The program at issue appears within TikTok Lite, a less data-intensive version of TikTok’s main app, and which contains a feature that rewards users with cash for engaging with TikTok content and app features.
TikTok said it was “voluntarily” suspending the rewards program after the European Commission announced Monday it could impose fines and a mandatory suspension over concerns that the feature may drive addiction by encouraging users to interact with the platform more.
“TikTok always seeks to engage constructively with the EU Commission and other regulators,” TikTok said in a post on X. “We are therefore voluntarily suspending the rewards functions in TikTok Lite while we address the concerns that they have raised.”
The EU warnings to TikTok reflected an exercise of new oversight powers granted by the Digital Services Act, the trading bloc’s recently enacted law governing online platforms. In opening a probe into TikTok Lite earlier this week, the European Commission said that TikTok could be fined for failing to provide information it owes to the Commission about the app, including a risk assessment report and a separate report outlining steps the company has taken to minimize those risks.
Failure to hand over the risk assessment and risk mitigation report could result in fines of up to 1% of TikTok’s global annual revenue and “periodic penalties” of up to 5% of TikTok’s average daily revenue, the Commission said previously. TikTok also faces further, additional fines of up to 6% of its global annual revenue if the TikTok Lite feature is determined to be in violation of the DSA.

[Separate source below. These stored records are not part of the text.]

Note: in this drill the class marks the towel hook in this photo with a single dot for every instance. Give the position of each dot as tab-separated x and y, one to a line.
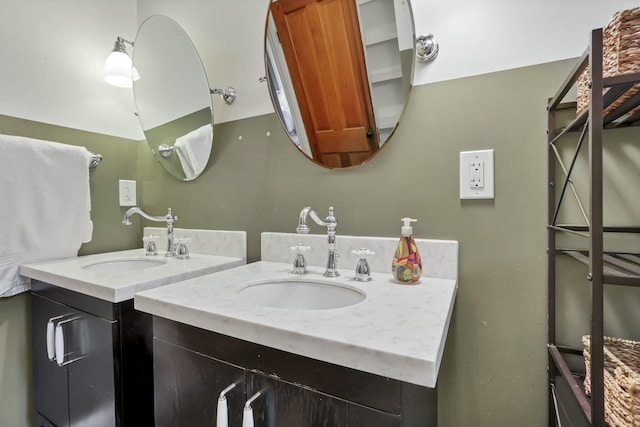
426	48
228	94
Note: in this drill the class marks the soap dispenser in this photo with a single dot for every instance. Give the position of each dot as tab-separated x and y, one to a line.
407	264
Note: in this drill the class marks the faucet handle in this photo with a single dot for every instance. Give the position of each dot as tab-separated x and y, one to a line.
299	262
150	245
182	252
363	271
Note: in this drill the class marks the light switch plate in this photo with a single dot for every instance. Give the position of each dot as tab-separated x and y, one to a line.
476	174
127	192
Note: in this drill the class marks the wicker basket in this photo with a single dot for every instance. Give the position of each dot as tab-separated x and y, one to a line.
621	380
620	55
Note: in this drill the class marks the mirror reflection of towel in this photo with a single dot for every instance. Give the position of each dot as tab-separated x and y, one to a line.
193	150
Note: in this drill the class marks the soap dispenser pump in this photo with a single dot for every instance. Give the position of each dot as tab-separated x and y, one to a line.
407	264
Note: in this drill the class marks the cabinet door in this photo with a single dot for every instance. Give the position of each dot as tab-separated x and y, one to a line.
187	386
291	405
74	385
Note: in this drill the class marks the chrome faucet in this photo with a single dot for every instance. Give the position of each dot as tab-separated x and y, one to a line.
331	223
169	218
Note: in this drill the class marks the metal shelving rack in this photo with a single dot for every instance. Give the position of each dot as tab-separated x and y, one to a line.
605	268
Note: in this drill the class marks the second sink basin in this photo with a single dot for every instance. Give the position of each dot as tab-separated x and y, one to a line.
123	264
299	294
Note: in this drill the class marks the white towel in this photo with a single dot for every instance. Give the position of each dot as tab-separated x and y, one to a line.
45	205
193	150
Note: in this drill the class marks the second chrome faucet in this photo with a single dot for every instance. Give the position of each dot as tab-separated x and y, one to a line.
331	223
168	218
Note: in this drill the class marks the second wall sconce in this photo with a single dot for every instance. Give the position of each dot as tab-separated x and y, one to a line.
426	48
118	68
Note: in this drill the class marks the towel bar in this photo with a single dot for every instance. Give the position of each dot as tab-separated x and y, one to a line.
95	159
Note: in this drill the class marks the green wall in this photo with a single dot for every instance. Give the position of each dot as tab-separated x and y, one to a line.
494	367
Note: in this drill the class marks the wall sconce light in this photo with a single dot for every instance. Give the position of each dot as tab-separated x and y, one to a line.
118	68
426	48
228	94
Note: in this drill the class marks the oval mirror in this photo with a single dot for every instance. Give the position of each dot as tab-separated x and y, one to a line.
172	97
339	74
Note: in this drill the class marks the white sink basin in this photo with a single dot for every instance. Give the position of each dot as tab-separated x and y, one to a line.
123	264
299	294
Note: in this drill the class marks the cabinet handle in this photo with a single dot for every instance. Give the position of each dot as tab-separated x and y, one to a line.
222	419
51	350
59	342
247	414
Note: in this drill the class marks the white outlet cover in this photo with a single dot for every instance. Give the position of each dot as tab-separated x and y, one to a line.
467	188
127	192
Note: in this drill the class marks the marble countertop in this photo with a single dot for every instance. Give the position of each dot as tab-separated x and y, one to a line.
398	331
118	286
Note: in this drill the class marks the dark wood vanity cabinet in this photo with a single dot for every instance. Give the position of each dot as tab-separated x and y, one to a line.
101	373
192	366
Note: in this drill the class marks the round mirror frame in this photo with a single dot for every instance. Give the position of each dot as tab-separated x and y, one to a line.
173	98
284	83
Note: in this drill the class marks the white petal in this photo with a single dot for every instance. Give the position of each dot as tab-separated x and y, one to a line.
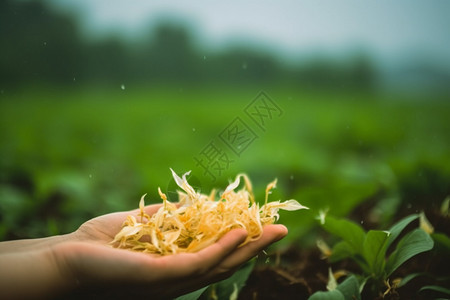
233	185
292	205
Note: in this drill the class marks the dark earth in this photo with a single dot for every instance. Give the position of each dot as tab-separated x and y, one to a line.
297	273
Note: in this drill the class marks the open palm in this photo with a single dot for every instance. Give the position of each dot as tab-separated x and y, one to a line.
94	267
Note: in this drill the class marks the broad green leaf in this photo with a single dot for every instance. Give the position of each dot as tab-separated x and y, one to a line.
226	288
193	295
442	241
349	231
374	251
410	277
330	295
350	288
398	227
340	251
436	288
413	243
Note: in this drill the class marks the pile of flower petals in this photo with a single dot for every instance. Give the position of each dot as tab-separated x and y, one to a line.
199	220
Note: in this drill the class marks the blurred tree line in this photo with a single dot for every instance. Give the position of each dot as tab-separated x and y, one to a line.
39	45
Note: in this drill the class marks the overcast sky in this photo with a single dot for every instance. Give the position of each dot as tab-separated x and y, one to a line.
384	27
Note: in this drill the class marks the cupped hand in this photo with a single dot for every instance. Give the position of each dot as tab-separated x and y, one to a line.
90	265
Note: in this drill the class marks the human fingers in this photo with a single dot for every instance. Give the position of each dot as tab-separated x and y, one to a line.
234	260
270	235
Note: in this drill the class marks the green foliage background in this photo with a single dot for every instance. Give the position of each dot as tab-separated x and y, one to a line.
66	157
87	127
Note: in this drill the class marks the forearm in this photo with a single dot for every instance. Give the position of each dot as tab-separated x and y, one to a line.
30	275
33	244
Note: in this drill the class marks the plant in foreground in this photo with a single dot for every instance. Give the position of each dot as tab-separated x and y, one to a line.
199	220
369	250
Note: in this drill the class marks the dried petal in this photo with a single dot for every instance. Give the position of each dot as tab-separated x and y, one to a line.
200	220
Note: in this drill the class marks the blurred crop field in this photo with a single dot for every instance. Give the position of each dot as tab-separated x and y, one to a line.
70	155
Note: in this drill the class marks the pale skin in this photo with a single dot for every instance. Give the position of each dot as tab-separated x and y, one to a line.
83	262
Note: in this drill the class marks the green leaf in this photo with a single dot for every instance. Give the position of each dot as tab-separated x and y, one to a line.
225	288
350	288
410	277
413	243
374	251
193	295
349	231
442	241
330	295
340	251
398	227
435	288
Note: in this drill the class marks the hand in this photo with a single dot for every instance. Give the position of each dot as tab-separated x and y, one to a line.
90	265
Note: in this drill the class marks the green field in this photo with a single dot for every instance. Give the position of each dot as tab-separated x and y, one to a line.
66	156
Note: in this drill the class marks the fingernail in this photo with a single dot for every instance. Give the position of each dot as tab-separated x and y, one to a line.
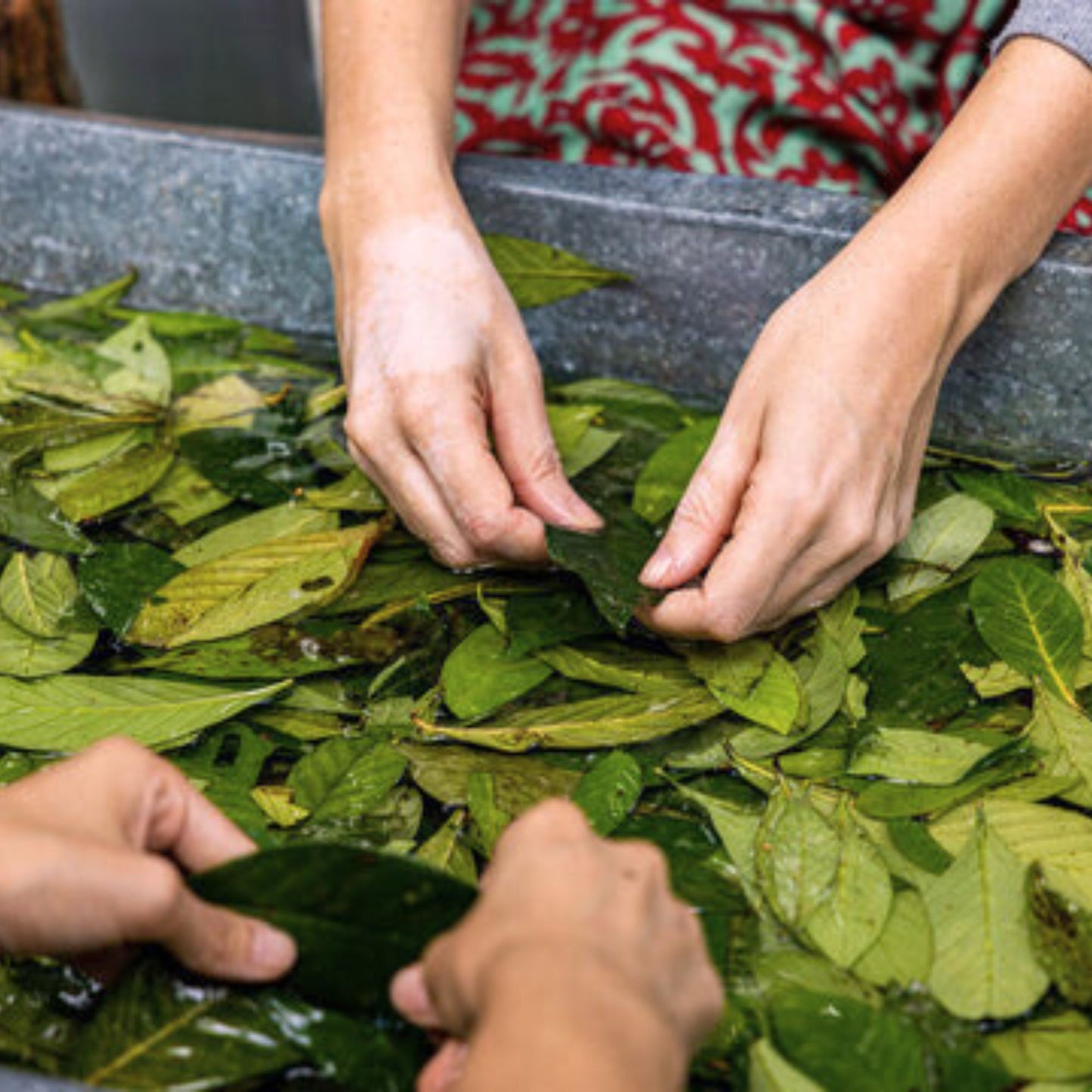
409	991
657	569
272	949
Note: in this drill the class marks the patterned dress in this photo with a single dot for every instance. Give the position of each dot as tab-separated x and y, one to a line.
842	94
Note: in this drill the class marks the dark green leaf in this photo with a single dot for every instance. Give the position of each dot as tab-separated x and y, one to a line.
357	917
610	564
119	578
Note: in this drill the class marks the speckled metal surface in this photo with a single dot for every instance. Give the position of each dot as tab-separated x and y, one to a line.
228	223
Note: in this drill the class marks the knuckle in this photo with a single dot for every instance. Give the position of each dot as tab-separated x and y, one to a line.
162	895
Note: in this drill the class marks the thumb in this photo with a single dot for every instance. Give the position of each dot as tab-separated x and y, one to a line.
210	940
525	444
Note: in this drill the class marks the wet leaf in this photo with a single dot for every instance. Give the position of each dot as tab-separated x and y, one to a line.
253	588
984	966
599	722
70	712
667	475
1062	939
39	593
159	1031
444	772
119	578
537	274
344	779
1030	620
942	539
357	917
610	792
610	564
481	675
144	370
917	757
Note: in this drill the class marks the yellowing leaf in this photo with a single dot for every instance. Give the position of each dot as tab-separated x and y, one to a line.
942	540
252	588
70	712
284	521
984	966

TikTok’s move to suspend TikTok Lite’s reward features in Europe, meanwhile, comes as it faces its biggest threat yet to its United States operations. President Joe Biden on Wednesday signed a bill that could lead to a nationwide TikTok ban, after Congress passed the bill earlier this week as part of a wide-ranging foreign aid package meant to support Israel and Ukraine. Under what is now US law, TikTok is forced to find a new owner within months or be banned from the United States entirely.